Wirkt ein Gemeinderat, der im Interesse der Gemeinde ein Aufsichtsratsmandat bei einem Bewerber ausübt, allein bei der Beschlussfassung des Gemeinderats mit, widerspräche eine automatisch daran geknüpfte Nichtigkeit des Wegenutzungsvertrags der durch das kommunale Selbstverwaltungsrecht geschützten und ausdrücklich vom Gesetzgeber gebilligten Möglichkeit, das Wegenutzungsrecht an einen Eigenbetrieb der Gemeinde zu vergeben. Entsprechendes gilt für Eigengesellschaften der Gemeinde. Gemeinden sind nicht gehindert, sich mit einem eigenen Unternehmen oder einem Eigenbetrieb am Wettbewerb zu beteiligen und auf dieser Grundlage gegebenenfalls den Netzbetrieb selbst zu übernehmen. Aus dem Eigeninteresse der Gemeinde, den Wegenutzungsvertrag mit dem Eigenbetrieb oder der Eigengesellschaft abzuschließen, folgt deshalb nicht ohne weiteres eine zur Nichtigkeit führende unbillige Behinderung eines anderen Bewerbers, wenn Gemeinderäte mit Doppelmandat bei der abschließenden Beschlussfassung des Gemeinderats mitwirken.

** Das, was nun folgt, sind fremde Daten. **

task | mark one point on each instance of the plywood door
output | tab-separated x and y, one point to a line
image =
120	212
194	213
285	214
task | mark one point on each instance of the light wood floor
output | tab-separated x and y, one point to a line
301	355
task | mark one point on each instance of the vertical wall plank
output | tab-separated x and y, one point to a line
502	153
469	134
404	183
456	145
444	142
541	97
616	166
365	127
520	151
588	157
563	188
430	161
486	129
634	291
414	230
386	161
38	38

Anmerkung der Geschäftsstelle
Die StGB-Geschäftsstelle hat bereits in der Vergangenheit im Zusammenhang mit Konzessionsvergabeverfahren empfohlen, für eine personelle Trennung im Rat/in der Verwaltung und dem Verwaltungsrat Sorge zu tragen, wenn sich ein kommunales Unternehmen an einem Konzessionsvergabeverfahren beteiligt. Die Entscheidung des BGH bestätigt diese Sichtweise. Die Ratsmitglieder, die im Aufsichtsrat einer Eigengesellschaft einen Sitz haben, sollten sich bzgl. des Konzessionsverfahrens im Rat für befangen erklären oder alternativ ihren Sitz im Aufsichtsrat für die Dauer des Konzessionsvergabeverfahrens ruhen lassen. Zudem sollte der Bürgermeister Vorkehrungen für eine personelle und organisatorische Trennung in der Verwaltung treffen, sofern auch er selbst oder ein anderer Verwaltungsangehöriger Mitglied im Aufsichtsrat sind.

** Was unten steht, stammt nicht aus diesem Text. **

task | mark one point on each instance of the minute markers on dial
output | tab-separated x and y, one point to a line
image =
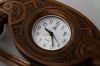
54	32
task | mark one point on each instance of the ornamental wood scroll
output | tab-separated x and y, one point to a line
84	49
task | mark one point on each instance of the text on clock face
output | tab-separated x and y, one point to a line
51	32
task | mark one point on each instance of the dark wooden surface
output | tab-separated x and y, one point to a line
82	50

Das Mitwirkungsverbot im Rat gemäß § 31 Abs. 2 Nr. 1 GO greift zwar unter Umständen dann, wenn ein Ratsmitglied bei der Eigengesellschaft beschäftigt ist, nicht hingegen das Mitwirkungsverbot gemäß § 31 Abs. 2 Nr. 2 GO, weil die Aufsichtsratsmitglieder in der Regel vom Rat entsandt werden. Dabei ist dem freiwilligen Nichtmitwirken der Vorzug zu geben vor einem entsprechenden Ratsbeschluss. Denn sollte das Verfahren vor Gericht kommen, dann sind die Beschlüsse im Rat bei freiwilliger Nichtmitwirkung rechtmäßig, während der Ausschluss von Ratsmitglieder durch einen Ratsbeschluss dann zur Rechtswidrigkeit der Ratsbeschlüsse führen würde, wenn das Gericht die Befangenheit verneinen würde.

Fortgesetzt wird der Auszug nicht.